Un artículo publicado el pasado sábado en el diario “O Estado do Sao Paulo” refiere que las empresas brasileñas migran en masa al Paraguay ¿por amabilidad proverbial de los paraguayos? ¡Mamotapa! (¡para nada!).

Porque pueden explotar a gusto y paladar pagando salarios de miseria, ínfimos impuestos y haciendonos trabajar más de 48 horas semanales, con una energía eléctrica 66% más barata que en Brasil y otras ventajas.

Jose Franco, gerente de Proyectos de Inversion del Ministerio de Industria y Comercio (MIC), se muestra muy orgulloso de la instalacion de empresas brasileras, casi como el propio Wagner Weber, director del Centro Empresarial Brasil-Paraguay (Braspar) quien, como un poseido, suelta en cascada datos, cifras y porcentajes: el Paraguay tiene una de las mas bajas cargas tributarias del mundo y una legislacion laboral flexible, el impuesto a la renta y el Impusto al Valor Agregado (IVA) están en 10%, mientras en Brasil oscilante entre el 25 y 27%, respectivamente.
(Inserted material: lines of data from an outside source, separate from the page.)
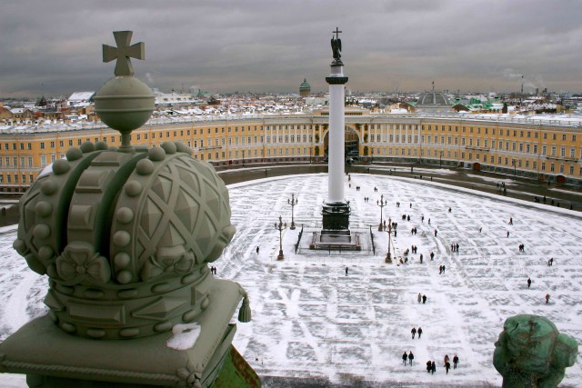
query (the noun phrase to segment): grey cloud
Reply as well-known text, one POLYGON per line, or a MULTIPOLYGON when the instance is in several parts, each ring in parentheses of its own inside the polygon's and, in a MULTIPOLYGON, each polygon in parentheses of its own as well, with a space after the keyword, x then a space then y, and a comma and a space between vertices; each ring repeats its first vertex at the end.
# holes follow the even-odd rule
MULTIPOLYGON (((146 43, 135 74, 162 90, 324 91, 329 39, 344 31, 352 90, 517 90, 503 69, 582 90, 582 2, 9 1, 0 15, 0 96, 95 90, 112 31, 146 43), (551 6, 550 6, 551 5, 551 6)), ((541 82, 540 82, 541 80, 541 82)))

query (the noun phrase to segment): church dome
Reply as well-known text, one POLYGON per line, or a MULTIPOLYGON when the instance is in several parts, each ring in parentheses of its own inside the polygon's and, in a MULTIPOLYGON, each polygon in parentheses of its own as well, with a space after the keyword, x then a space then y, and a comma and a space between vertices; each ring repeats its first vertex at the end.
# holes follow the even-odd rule
POLYGON ((442 114, 451 112, 452 105, 444 93, 431 90, 420 95, 415 109, 421 113, 442 114))

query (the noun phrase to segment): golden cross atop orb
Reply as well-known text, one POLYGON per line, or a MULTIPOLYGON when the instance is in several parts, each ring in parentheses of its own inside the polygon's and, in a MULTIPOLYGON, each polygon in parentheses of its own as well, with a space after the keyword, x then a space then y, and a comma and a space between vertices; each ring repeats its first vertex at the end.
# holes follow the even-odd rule
POLYGON ((117 47, 103 45, 103 62, 117 59, 114 72, 117 76, 133 75, 134 66, 131 65, 130 58, 144 60, 146 57, 144 42, 129 45, 133 34, 133 31, 114 31, 117 47))

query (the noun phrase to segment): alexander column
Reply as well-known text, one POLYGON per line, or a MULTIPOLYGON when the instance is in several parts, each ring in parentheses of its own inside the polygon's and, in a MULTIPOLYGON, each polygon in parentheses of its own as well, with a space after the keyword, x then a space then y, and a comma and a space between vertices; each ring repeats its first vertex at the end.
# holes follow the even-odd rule
POLYGON ((334 61, 331 63, 331 74, 326 77, 329 84, 329 144, 328 144, 328 194, 323 206, 323 232, 349 233, 349 204, 344 199, 344 85, 347 77, 344 75, 344 64, 341 61, 342 41, 337 27, 333 32, 331 48, 334 61))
Los asalariados tienen vacaciones de solo 12 dias anuales, los cinco primeros años en la empresa, las jornadas laborales larguísimas, no existe contribucion sindical. En brasil, un empleado le cuesta el doble de su salario a la empresa.
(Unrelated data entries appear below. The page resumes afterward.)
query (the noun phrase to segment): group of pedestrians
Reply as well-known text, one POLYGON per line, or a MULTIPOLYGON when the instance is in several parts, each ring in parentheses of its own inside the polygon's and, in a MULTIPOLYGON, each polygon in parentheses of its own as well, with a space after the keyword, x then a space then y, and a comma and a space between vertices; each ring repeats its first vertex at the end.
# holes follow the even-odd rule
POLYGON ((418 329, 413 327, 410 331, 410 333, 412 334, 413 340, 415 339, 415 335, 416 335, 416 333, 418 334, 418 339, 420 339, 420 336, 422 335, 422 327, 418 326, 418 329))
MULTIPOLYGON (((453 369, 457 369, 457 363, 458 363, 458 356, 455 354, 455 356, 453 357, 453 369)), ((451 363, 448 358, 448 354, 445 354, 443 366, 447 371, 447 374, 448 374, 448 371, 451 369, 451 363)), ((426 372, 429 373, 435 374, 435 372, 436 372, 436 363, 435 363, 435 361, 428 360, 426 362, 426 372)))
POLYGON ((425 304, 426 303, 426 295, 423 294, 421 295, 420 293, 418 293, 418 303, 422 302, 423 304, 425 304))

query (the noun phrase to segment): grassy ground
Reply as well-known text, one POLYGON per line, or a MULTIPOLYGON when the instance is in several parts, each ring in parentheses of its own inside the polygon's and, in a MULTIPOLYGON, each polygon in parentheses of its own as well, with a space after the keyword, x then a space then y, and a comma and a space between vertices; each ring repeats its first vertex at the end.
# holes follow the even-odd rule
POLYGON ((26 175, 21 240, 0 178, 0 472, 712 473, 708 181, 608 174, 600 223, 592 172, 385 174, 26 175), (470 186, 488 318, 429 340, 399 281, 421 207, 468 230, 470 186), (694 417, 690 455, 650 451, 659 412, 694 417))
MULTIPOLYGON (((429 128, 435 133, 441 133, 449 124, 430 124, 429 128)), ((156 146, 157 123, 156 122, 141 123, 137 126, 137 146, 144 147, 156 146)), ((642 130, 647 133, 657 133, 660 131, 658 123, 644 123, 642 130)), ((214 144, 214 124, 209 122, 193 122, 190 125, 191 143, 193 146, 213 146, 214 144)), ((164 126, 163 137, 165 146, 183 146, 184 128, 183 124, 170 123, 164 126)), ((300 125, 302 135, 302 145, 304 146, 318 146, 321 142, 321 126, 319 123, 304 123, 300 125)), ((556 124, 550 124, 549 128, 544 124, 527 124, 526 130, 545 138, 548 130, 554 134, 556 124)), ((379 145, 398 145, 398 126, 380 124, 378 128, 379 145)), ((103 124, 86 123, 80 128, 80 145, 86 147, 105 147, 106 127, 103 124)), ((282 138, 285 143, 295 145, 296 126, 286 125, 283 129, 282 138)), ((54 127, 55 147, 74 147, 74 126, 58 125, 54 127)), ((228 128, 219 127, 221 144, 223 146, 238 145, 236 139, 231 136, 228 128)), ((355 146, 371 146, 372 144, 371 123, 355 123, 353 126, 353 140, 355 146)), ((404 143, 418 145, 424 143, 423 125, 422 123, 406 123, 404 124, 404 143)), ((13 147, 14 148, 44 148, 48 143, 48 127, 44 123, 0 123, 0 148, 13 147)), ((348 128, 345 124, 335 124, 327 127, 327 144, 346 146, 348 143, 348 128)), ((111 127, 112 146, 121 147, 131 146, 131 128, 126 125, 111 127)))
La periodista de «O estado», Raquel Landim, destaca que el Brasil es el segundo país inversor en Paraguay, situandose despues de Estados Unidos, segun datos del Banco Central.

Entretanto, el nuevo presidente electo declara a la prensa que el Banco Interamericano de Desarrollo (BID) le tiene mucho cariño al paraguay.

Tal es la realidad presente. Si no tomamos conciencia, podemos correr la suerte de los Palestinos, en que de una situacion de hecho, se pasa a una legalidad juridica (en 1947) y, de ahi, a una politica de ocupacion y avasallamiento extremadamente agresiva.

Hace 400 años la Boetie decia en Francia: «millones de hombres no debieran tener miedo a un pequeño numero de detentores del poder». Y ejemplos de la fuerza del pueblo organizado tambien nos sobran en nuestra América, por los días que corren.